法政大学デザイン工学部システムデザイン学科(法政 SD 学科)ヒューマニティデザイン研究室(安積ゼミ)では、人間行動・生活文化の研究を軸に、デザインの可能性について考える教育と作品制作を行っています。

法政 SD 学科は、基礎教育においてクリエーション・テクノロジー・マネジメントの三分野を横断的に学ぶことを特徴としています。その上でクリエーションに携わる道を選んだ学生に求めるのは、デザインが社会と関わるための視野を広く持つこと、心に響く新鮮な提案を行うこと、アイデアを具現化し現実の感覚に訴えること、そしてテクノロジーやマネジメントといった分野から得た知のリソースを積極的にクリエイティブワークに生かす、という事です。

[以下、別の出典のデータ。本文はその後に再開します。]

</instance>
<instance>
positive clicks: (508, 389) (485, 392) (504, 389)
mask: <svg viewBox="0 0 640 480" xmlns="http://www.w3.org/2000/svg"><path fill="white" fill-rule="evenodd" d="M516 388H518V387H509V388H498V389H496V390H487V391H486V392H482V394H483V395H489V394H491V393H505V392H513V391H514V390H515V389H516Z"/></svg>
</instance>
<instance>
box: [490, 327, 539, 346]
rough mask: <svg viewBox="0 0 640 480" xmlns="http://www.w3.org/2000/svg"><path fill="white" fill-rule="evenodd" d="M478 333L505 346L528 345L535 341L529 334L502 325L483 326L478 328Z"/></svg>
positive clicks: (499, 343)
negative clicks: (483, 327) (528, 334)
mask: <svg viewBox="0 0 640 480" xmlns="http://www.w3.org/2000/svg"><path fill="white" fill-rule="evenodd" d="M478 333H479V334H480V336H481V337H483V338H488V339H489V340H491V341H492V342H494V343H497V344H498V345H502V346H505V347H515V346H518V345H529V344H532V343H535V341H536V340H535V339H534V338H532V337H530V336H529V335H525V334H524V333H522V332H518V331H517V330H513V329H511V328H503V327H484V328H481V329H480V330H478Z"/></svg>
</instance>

「視点の独自性を尊重せよ」という言葉を受けて学生から投げ返されてくるアイデアは、変則的で粗削りながらも切実な心象を含んでおり、指導の現場は教員といえども常にクリエイティブな度量を試される、まるでフリージャズのセッションの様な緊張と充実を感じるものでした。その結果、社会の通念に NO をつきつけ代替案を模索するもの、自らの心や欲求の深い井戸を見つめるもの、新たな表現を求めてテクノロジーをねじ伏せようと格闘するもの、人間行動や文化の不思議な細道に分け入り調査を重ねるもの等、様々な切り口をもつ多様な研究制作へと発展しました。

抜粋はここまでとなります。